I purchased this book on a bit of a whim from The Warehouse. I am a bit of a browser in the book section most times I enter The Warehouse, just like at Whitcoulls or Paper Plus or my other favourite book stores Pennys (Chartwell Square) and Wright's Bookstore in Cambridge and that fantastic bookstore in Matamata that truly only has books!
I think what attracted me to this book, Sunset Ridge, was the cover, soldiers silhouetted in an obvious World War I setting. I have to confess to being a bit of a historical novel junkie, and when you throw a World War in I'm generally hooked.
So here is the cover and back of the book blurb:
I haven't read this author before, but apparently Nicole Alexander is a best selling author in Australia and had a book called The Bark Cutters shortlisted for the Australian Book Industry Award in 2011, and yep, she is an Australian. To find out more about Nicole Alexander and her books, click here.
It took a little bit for me to get into this book. It starts out in 2000 in the Queensland outback on the road. The introductory character, Madeleine, is rather prickly and not initially an easy character to connect with.
Then, before you know it, you are flicked back into France, behind the Western Front, 1916. You get introduced to a whole lot of new characters.
Then you're in the Queensland outback in 1916 meeting more characters, Madeleine's forebears. The novel flicks back between these settings and times throughout. It gradually fleshes out the characters and their relationships and backstories and why they are who they are. It also gradually puts together how an outback family and a French family have connections.
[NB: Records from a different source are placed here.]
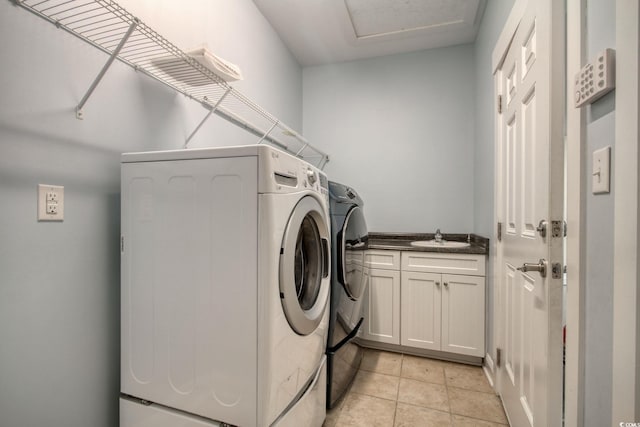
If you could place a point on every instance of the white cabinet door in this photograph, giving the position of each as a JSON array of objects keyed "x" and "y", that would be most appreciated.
[
  {"x": 463, "y": 314},
  {"x": 382, "y": 306},
  {"x": 421, "y": 315}
]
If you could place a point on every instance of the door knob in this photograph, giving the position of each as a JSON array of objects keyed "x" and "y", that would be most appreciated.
[
  {"x": 540, "y": 267},
  {"x": 542, "y": 228}
]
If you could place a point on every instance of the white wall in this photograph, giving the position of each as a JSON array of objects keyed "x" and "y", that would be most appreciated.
[
  {"x": 60, "y": 282},
  {"x": 399, "y": 129},
  {"x": 600, "y": 237}
]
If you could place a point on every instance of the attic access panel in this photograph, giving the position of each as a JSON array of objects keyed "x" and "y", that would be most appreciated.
[{"x": 379, "y": 18}]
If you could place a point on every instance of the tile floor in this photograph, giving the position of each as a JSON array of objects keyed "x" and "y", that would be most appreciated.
[{"x": 395, "y": 390}]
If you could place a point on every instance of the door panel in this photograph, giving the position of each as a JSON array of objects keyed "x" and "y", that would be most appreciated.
[
  {"x": 421, "y": 310},
  {"x": 382, "y": 306},
  {"x": 463, "y": 314},
  {"x": 530, "y": 153}
]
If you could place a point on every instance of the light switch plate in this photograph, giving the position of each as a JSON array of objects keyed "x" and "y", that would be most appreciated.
[
  {"x": 600, "y": 170},
  {"x": 50, "y": 202}
]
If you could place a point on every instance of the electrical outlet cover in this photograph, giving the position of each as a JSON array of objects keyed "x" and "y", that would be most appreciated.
[{"x": 50, "y": 202}]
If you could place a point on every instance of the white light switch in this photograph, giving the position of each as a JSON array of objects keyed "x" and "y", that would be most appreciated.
[
  {"x": 50, "y": 202},
  {"x": 601, "y": 167}
]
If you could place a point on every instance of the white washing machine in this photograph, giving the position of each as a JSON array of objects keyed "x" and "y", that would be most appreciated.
[{"x": 225, "y": 288}]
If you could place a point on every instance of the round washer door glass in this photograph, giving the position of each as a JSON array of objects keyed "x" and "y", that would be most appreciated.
[{"x": 304, "y": 266}]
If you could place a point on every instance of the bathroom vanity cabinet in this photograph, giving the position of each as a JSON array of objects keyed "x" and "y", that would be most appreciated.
[{"x": 425, "y": 301}]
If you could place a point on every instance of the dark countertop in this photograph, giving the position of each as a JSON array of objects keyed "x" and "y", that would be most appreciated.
[{"x": 402, "y": 242}]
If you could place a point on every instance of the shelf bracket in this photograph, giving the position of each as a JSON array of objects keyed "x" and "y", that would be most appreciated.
[
  {"x": 96, "y": 81},
  {"x": 213, "y": 109},
  {"x": 268, "y": 132},
  {"x": 306, "y": 144}
]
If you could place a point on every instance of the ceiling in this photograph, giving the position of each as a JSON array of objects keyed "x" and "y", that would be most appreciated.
[{"x": 328, "y": 31}]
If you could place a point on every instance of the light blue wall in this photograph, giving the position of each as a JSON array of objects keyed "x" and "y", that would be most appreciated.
[
  {"x": 399, "y": 129},
  {"x": 598, "y": 284},
  {"x": 60, "y": 282},
  {"x": 495, "y": 16}
]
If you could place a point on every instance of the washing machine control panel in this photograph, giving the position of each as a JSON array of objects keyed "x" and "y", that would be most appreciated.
[{"x": 312, "y": 176}]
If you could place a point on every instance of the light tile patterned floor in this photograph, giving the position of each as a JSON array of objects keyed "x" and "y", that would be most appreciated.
[{"x": 395, "y": 390}]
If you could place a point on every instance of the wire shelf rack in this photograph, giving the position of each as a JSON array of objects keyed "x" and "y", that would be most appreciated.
[{"x": 110, "y": 28}]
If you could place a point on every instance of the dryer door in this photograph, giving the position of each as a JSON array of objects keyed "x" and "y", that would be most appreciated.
[
  {"x": 304, "y": 266},
  {"x": 352, "y": 242}
]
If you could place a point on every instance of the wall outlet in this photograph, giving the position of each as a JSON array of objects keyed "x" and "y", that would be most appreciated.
[{"x": 50, "y": 202}]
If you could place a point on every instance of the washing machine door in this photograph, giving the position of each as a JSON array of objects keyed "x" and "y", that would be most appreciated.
[
  {"x": 353, "y": 240},
  {"x": 304, "y": 266}
]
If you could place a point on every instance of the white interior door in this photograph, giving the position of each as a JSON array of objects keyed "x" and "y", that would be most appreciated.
[{"x": 530, "y": 189}]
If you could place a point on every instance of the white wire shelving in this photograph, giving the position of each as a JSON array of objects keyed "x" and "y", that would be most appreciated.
[{"x": 110, "y": 28}]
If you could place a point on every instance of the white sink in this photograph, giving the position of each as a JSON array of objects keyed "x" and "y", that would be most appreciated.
[{"x": 441, "y": 244}]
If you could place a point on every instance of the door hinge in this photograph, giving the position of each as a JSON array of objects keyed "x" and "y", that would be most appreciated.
[{"x": 558, "y": 229}]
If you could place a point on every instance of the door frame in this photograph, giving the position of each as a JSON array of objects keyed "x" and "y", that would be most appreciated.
[
  {"x": 576, "y": 165},
  {"x": 557, "y": 85},
  {"x": 626, "y": 274}
]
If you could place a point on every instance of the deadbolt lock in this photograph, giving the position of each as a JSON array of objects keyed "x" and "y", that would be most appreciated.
[
  {"x": 542, "y": 228},
  {"x": 540, "y": 267}
]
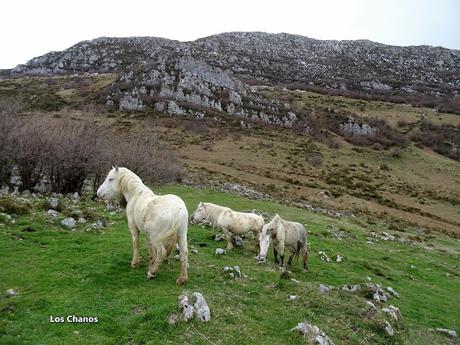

While it took me a good 200 or so pages to connect with this 472 page novel, I did eventually get invested in the characters and their story. It also reaffirmed to me what a terrible war WWI was in terms of what mankind can do to each other, how the first industrial mechanical war could cause such havoc and have an effect long after it ended to the land and the people. It also was interesting to see a side to the war that we don't often reflect on, how those with German ancestry in Australia (and most likely in New Zealand too), no matter how tenuous, were treated during that time.